Arbitration — Circuit Split as to Whether Party Asserting Waiver of Right to Arbitrate Must Show Prejudice
From Erdman Co. v. Phoenix Land & Acquisition, LLC, 650 F.3d 1115 (8th Cir. 2011):
[A]rty may waive its contractual right to arbitrate. See Lewallen, 487 F.3d at 1090. Although the issue of waiver arises under a variety of arbitration agreements and in a variety of procedural settings, we apply a uniform three-factor test in determining whether a party has waived its right to arbitration, finding waiver when the party seeking arbitration "(1) knew of its existing right to arbitration; (2) acted inconsistently with that right; and (3) prejudiced the other party by its inconsistent actions." Hooper v. Advance Am., Cash Advance Ctrs. of Mo., Inc., 589 F.3d 917, 920 (8th Cir. 2009) (quotation omitted). ***
The third factor, prejudice to the party opposing arbitration, is the most controversial. There is a circuit split over whether the party asserting waiver must show prejudice. See Hooper, 589 F.3d at 923 n.8. The Supreme Court in the Term just ended granted a petition for a writ of certiorari presenting the question
Under the Federal Arbitration Act ("FAA"), should a party be required to demonstrate prejudice after the opposing party waived its contractual right to arbitrate by participating in litigation, in order for such waiver to be binding and irrevocable?

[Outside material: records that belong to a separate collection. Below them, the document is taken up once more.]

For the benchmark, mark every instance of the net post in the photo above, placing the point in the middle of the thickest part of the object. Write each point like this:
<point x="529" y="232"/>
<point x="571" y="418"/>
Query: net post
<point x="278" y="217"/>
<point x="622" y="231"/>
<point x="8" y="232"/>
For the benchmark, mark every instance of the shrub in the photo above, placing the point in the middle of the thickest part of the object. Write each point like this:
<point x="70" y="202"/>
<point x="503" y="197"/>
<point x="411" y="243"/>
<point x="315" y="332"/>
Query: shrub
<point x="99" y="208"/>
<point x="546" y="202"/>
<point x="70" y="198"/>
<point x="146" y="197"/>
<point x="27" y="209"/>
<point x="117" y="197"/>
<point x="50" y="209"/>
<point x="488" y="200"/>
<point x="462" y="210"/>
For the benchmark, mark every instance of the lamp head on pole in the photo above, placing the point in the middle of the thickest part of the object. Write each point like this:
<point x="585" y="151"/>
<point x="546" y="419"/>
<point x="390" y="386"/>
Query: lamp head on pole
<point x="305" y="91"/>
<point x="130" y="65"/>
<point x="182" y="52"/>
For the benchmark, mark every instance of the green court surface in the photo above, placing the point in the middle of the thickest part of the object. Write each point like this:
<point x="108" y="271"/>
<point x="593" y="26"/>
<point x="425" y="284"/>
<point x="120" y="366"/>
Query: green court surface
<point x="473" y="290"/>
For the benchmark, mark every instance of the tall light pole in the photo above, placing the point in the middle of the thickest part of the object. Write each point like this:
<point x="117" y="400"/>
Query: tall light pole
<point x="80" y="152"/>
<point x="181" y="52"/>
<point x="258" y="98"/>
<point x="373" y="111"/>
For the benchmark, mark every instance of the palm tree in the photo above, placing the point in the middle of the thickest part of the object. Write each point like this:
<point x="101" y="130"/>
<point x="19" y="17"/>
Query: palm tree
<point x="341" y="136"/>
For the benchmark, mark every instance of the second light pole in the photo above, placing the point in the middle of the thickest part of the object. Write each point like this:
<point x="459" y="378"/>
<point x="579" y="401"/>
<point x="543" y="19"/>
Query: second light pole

Stok & Assocs., P.A. v. Citibank, N.A., 131 S. Ct. 1556, 179 L. Ed. 2d 299 (2011). However, that case was dismissed by agreement of the parties, 131 S. Ct. 2955, 180 L. Ed. 2d 243 (2011), so the prejudice issue remains unsettled.
Although we apply the prejudice requirement even when the party who belatedly seeks to arbitrate commenced the litigation, "[w]hether inconsistent actions constitute prejudice is determined on a case-by-case basis." Stifel, Nicolaus & Co., Inc. v. Freeman, 924 F.2d 157, 159 (8th Cir. 1991). "The prejudice threshold . . . is not onerous." Hooper, 589 F.3d at 923, quoting Cabinetree of Wis., Inc. v. Kraftmaid Cabinetry, Inc., 50 F.3d 388, 390 (7th Cir. 1995) ("Other courts require evidence of prejudice -- but not much.").